Modify the output format in train.py to match what the agent greps:

# Extended output format
print(
    f"val_bpb={results['average']:.4f} | "
    f"val_bpb_web={results['web']:.4f} | "
    f"val_bpb_code={results['code']:.4f} | "
    f"memory_gb={memory_gb:.1f} | steps={total_steps}"
)

Update program.md to grep for the composite metric:

## Success Criterion
Primary metric: val_bpb (the average across domains)
Also log: val_bpb_web, val_bpb_code for domain-specific tracking

Performance Tuning Checklist

graph TD
    TUNE[Performance Tuning] --> T1{torch.compile enabled?}
    T1 -->|No| EN_COMPILE[Add: model = torch.compile model]
    T1 -->|Yes| T2{gc.freeze called?}
    T2 -->|No| EN_GC[Add: gc.freeze before training loop]
    T2 -->|Yes| T3{bfloat16 autocast?}
    T3 -->|No| EN_BF16[Add: torch.autocast device_type=cuda dtype=torch.bfloat16]
    T3 -->|Yes| T4{Flash Attention 3?}
    T4 -->|No, CUDA available| EN_FA3[Install flash-attn, use flash_attn_varlen_func]
    T4 -->|Yes or MPS| T5{Batch size maximized?}
    T5 -->|No| EN_BATCH[Increase BATCH_SIZE until near OOM, then reduce by 10%]
    T5 -->|Yes| DONE[Tuning complete]
Loading

Chapter Summary

Scenario Key Changes Expected Performance
H100 80 GB (reference) None — use defaults val_bpb ~1.83, ~100 exp/night
A100 40 GB n_embd=640, batch=4 val_bpb ~1.86, ~95 exp/night
RTX 4090 24 GB n_embd=512, block_size=512 val_bpb ~1.90, ~90 exp/night
RTX 4080 16 GB n_embd=384, block_size=512, batch=2 val_bpb ~1.94, ~85 exp/night
Apple M3 Max No FA3, MPS device, float32 val_bpb ~1.96, ~40 exp/night
4× H100 (DDP) torchrun, lr×4, batch×4 val_bpb ~1.78, ~100 exp/night
Multi-agent (3×) Separate branches, separate machines 3× experiments/night
AMD MI300X ROCm PyTorch, hipBLASLt val_bpb ~1.83 (comparable to H100)

Final Thoughts

autoresearch distills an important insight about ML research: the bottleneck is not GPU compute — it is research iteration speed. By eliminating the human from the experiment loop, it turns a single GPU into a research engine that can explore 100 architectural hypotheses overnight.

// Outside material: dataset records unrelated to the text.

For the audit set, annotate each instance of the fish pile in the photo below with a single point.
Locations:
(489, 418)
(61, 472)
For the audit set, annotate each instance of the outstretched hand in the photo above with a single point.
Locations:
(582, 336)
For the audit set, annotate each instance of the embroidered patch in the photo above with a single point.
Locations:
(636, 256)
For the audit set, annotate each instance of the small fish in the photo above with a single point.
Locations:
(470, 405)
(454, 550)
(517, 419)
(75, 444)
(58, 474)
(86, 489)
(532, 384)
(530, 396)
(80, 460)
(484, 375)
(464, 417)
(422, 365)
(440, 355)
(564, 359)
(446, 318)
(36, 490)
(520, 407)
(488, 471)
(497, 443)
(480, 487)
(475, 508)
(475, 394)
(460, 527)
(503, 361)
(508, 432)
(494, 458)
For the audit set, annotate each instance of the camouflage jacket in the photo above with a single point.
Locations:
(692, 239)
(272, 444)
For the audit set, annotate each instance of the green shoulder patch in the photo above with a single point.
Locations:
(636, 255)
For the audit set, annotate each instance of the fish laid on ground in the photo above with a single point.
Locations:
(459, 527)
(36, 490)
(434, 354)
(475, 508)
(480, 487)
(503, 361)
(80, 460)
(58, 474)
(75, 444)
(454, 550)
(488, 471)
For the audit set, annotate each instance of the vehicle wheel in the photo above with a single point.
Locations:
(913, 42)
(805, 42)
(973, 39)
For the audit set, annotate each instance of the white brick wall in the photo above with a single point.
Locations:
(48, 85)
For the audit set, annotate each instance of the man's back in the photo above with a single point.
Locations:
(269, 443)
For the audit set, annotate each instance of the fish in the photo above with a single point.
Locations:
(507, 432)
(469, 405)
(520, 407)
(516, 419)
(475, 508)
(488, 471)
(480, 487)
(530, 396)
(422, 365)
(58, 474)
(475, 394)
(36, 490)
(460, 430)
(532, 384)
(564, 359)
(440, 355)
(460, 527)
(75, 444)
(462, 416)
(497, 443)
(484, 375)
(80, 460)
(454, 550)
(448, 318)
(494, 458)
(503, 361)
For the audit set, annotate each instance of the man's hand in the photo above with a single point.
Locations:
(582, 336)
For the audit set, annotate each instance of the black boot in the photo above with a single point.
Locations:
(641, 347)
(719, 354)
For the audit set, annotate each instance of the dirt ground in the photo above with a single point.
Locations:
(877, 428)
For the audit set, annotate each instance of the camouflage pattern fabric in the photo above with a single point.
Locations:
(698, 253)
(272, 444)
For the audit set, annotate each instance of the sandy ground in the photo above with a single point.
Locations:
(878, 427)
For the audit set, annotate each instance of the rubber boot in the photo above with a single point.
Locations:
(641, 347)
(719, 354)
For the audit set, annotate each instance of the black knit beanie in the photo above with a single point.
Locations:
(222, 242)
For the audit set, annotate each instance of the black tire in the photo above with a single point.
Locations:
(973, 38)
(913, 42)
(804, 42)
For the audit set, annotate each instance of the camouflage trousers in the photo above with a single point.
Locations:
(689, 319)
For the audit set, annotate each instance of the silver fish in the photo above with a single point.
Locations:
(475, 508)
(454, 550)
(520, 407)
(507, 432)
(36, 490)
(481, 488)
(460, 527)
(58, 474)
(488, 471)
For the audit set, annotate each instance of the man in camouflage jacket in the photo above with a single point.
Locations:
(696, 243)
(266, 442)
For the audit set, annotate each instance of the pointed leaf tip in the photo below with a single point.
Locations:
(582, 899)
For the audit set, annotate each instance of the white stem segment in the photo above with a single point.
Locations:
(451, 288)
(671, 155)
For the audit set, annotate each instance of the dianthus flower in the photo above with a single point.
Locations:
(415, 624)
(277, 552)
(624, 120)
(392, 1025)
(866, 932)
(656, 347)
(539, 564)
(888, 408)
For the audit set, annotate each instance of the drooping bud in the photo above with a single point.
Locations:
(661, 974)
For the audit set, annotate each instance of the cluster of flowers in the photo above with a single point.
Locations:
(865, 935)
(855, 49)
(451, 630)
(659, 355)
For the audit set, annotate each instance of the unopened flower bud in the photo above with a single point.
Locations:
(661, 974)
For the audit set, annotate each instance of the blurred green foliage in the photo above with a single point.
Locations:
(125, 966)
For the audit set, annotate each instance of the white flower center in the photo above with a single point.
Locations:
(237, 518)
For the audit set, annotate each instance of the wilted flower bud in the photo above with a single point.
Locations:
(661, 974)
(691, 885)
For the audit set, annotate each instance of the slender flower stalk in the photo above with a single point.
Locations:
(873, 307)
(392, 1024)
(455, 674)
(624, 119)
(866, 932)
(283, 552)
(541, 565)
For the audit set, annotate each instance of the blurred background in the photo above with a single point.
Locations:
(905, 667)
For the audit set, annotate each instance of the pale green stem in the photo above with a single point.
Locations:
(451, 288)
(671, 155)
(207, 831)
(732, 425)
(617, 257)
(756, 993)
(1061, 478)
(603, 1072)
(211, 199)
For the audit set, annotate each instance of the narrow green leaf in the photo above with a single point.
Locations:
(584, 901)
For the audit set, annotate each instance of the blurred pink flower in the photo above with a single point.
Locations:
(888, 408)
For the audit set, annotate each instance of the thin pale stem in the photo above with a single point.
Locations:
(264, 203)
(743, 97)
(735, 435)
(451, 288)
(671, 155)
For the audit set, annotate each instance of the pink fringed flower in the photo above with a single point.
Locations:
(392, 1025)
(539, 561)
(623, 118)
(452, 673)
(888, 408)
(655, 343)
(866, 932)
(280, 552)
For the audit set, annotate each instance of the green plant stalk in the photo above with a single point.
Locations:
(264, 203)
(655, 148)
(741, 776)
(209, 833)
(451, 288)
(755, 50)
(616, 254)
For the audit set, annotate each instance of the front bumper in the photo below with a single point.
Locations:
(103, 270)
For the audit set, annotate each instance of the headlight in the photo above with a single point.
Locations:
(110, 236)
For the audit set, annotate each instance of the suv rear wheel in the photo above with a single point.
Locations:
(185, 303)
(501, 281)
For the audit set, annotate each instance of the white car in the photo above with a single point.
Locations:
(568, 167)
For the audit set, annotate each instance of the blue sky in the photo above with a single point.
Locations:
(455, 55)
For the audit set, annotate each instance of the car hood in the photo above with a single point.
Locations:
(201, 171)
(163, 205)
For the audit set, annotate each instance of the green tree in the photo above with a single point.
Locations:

The design principles that make this work are universal:

  1. Fix the evaluation (prepare.py is immutable)
  2. Fix the comparison unit (TIME_BUDGET=300s always)
  3. Use existing infrastructure (git for versioning, grep for parsing)
  4. Encode the protocol completely (program.md leaves no gaps)
  5. Prefer simplicity (the simplicity criterion shapes search)

These principles apply beyond autoresearch: any autonomous research agent benefits from clear evaluation metrics, comparable measurement units, minimal infrastructure, complete protocols, and a bias toward simplicity.

The ~70,000 GitHub stars suggest the community recognizes something genuine here: a minimum viable research agent that works, written in ~1000 lines of Python and one Markdown file.